LES ANNAMITES

Le Tonkin et la mère Patrie

Annamite de garde au Trocadéro en 1916

Après avoir débarqué à Da Nang, en 1858, les Français ont fondé la colonie de Cochinchine en 1865 et établi un protectorat sur le Tonkin en 1884. La République de Ferry a intensifié l’exploitation coloniale entamée sous le Second Empire, assemblant un immense empire au sein duquel la péninsule indochinoise faisait figure de joyau. Les combats de la Première Guerre mondiale ont peu touché l’Extrême-Orient, aux richesses convoitées par l’ensemble des puissances coloniales. Mais le recrutement traditionnel de supplétifs, la nécessité de remplacer les nombreux soldats tombés au début du conflit, la volonté de développer le patriotisme parmi la population indigène, conduisent les métropoles à puiser dans le vivier colonial.

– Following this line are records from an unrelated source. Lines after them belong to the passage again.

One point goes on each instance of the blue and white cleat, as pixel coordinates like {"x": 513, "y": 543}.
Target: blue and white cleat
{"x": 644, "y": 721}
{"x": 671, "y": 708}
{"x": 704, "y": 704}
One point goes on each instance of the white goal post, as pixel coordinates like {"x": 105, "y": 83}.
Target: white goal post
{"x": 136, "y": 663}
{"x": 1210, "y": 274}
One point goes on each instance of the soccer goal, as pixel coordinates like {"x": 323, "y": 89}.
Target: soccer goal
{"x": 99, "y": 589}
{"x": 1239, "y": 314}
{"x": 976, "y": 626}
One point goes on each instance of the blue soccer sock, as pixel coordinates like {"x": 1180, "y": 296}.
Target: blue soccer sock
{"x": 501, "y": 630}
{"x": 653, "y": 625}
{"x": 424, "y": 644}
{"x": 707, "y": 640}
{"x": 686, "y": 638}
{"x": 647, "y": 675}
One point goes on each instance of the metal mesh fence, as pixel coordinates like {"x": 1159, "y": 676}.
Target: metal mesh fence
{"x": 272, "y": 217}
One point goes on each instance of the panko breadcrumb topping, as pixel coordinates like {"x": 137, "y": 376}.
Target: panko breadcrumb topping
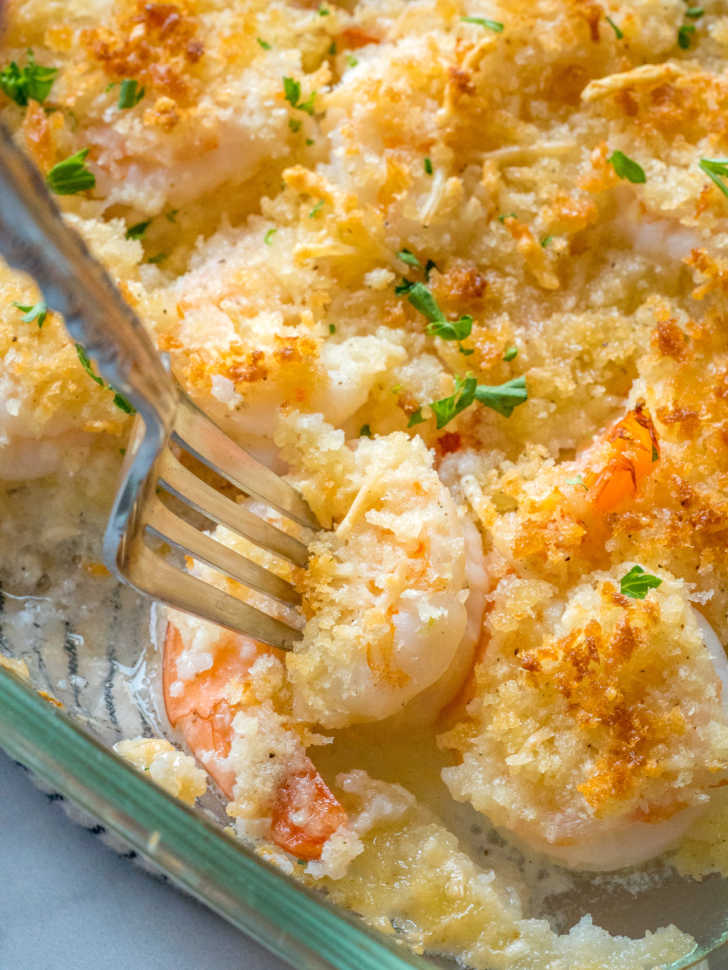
{"x": 447, "y": 266}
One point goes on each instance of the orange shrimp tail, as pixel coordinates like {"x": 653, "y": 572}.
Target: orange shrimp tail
{"x": 306, "y": 798}
{"x": 633, "y": 453}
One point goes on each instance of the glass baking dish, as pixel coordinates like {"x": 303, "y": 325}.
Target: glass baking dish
{"x": 86, "y": 642}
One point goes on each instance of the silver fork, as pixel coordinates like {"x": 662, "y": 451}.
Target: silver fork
{"x": 34, "y": 237}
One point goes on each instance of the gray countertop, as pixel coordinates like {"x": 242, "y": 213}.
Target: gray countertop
{"x": 68, "y": 901}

En quatre années de guerre, la France a ainsi fait venir d’Indochine 43430 tirailleurs annamites (centre de l’actuel Vietnam) et tonkinois (nord), mobilisés surtout dans des bataillons d’étape chargés de l’aménagement et du transport ; 1123 sont morts au champ d’honneur. En outre, 48981 travailleurs indochinois ont été envoyés aux usines françaises pour remplacer les ouvriers partis au front.

Charpentier annamite rencontré à Couvrelles en septembre 1917

Selon les stéréotypes raciaux en vigueur dans l’armée, les Indochinois, censément plus rusés que les autres indigènes, sont flegmatiques et donc faits pour la défensive plus que pour l’offensive. Leur apparence frêle dissimule une belle résistance à la fatigue, signe de leur courage. Cela dit, les Asiatiques ont été utilisés comme manœuvres plutôt que comme combattants. Leurs bataillons d’étapes ont été chargés de la tâche stratégique, mais peu valorisante, de combler de cailloux les ornières de la route qui relie Bar-le Duc à Verdun, la future « Voie sacrée ». Aucun régiment indochinois n’a été créé, l’encadrement des unités où ils étaient versés séparément les connaissait mal et hésitait à les engager en première ligne. Mais leur comportement au chemin des Dames, en Alsace et à Salonique a démenti ce manque de confiance. Après la guerre, le sacrifice consenti a suscité chez eux un désir de reconnaissance et d’émancipation.